Depuis quarante ans, les fouilles archéologiques menées sur plusieurs sites paléolithiques autour de la rade de Genève ont révélé une grande richesse d’informations sur la vie de ses habitants à l’âge du Bronze final, entre 1100 et 850 avant notre ère.
“L’Âge du Bronze Final n’est pas la période la plus ancienne, mais c’est celle où l’on dispose des données les plus complètes sur l’habitat autour du Léman”, précise mercredi dans l’émission RTS Forum Pierre Corboud, préhistorien et co-auteur d’une récente monographie. sur quarante ans de fouilles archéologiques.
En effet, les vestiges des périodes antérieures ont été largement érodés par les fluctuations des niveaux d’eau, plus particulièrement dans un grand lac dynamique comme le Léman.

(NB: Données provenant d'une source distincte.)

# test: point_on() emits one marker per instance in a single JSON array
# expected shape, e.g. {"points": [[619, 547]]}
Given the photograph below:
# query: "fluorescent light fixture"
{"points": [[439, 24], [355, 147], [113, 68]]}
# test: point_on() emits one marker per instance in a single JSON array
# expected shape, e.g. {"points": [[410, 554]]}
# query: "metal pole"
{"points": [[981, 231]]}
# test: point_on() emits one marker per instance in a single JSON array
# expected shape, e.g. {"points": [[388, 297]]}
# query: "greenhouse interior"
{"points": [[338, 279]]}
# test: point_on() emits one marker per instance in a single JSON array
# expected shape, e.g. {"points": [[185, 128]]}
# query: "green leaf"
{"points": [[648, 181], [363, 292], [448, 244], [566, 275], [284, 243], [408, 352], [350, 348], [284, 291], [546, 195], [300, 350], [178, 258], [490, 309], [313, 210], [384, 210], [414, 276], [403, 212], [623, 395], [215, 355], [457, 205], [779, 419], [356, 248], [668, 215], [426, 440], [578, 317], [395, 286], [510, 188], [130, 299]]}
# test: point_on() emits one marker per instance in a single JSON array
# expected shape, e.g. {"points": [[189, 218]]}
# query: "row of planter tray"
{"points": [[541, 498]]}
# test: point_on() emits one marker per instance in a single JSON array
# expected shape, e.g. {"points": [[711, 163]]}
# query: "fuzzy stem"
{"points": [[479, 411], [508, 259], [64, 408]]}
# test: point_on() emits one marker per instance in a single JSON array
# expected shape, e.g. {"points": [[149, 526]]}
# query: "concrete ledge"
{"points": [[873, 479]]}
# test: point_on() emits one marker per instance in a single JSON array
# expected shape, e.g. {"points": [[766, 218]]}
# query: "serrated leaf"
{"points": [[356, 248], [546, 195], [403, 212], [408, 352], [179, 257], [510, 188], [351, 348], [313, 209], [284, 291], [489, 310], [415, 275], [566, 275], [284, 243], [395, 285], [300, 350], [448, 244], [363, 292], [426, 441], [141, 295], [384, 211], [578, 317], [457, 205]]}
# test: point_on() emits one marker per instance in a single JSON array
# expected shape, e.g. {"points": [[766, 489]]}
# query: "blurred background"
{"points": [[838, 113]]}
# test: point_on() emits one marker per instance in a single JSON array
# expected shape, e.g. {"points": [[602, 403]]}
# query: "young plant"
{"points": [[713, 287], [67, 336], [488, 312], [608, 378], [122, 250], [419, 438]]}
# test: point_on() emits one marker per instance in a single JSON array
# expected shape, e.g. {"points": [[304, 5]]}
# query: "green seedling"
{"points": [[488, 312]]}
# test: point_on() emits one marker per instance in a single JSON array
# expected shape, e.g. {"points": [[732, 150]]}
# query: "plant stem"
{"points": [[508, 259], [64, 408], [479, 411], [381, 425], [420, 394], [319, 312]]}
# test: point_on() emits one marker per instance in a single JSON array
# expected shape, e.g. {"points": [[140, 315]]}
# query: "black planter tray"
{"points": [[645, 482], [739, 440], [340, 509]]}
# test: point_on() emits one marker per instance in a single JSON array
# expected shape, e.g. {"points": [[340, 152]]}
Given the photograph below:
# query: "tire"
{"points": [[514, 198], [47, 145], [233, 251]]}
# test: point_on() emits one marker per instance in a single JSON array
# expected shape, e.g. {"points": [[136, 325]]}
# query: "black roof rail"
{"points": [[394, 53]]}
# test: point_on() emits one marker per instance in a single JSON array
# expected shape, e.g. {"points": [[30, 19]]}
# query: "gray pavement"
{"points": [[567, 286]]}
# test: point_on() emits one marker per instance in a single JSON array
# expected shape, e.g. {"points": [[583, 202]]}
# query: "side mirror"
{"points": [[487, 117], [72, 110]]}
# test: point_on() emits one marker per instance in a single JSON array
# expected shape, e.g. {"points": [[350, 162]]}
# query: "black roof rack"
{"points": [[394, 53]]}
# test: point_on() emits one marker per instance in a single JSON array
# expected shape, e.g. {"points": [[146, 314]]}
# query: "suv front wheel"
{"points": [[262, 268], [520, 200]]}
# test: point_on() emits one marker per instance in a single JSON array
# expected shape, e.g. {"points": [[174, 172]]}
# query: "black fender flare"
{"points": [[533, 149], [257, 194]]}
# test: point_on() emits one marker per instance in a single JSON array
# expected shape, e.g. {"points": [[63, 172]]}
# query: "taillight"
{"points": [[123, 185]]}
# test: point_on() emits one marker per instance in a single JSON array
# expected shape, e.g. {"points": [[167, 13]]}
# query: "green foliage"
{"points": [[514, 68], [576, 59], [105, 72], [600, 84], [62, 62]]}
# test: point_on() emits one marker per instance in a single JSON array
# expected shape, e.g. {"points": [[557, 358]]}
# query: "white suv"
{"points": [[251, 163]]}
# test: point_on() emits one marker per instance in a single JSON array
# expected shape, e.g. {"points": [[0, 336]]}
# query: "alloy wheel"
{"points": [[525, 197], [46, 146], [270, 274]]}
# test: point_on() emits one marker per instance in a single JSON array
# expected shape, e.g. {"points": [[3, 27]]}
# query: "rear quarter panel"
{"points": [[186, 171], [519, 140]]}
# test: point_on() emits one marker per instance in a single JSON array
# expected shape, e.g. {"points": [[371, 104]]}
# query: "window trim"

Les fouilles ont révélé la présence de milliers de pieux dans la rade de Genève, vestiges d’habitations lacustres. « Il en reste environ 2 000 ou 3 000 de moins aujourd’hui, car certains ont déjà été extraits et étudiés. Ces pilotis nous renseignent sur la structure des habitations et permettent de comprendre comment vivaient les gens au bord du lac », explique Pierre Corboud. .
Ces maisons ont été construites à proximité des berges de la rivière, surélevées pour éviter les inondations saisonnières et accidentelles. « Ces villages étaient protégés par des palissades brise-vagues, une précaution contre les montées d’eau saisonnières ou exceptionnelles », poursuit-il.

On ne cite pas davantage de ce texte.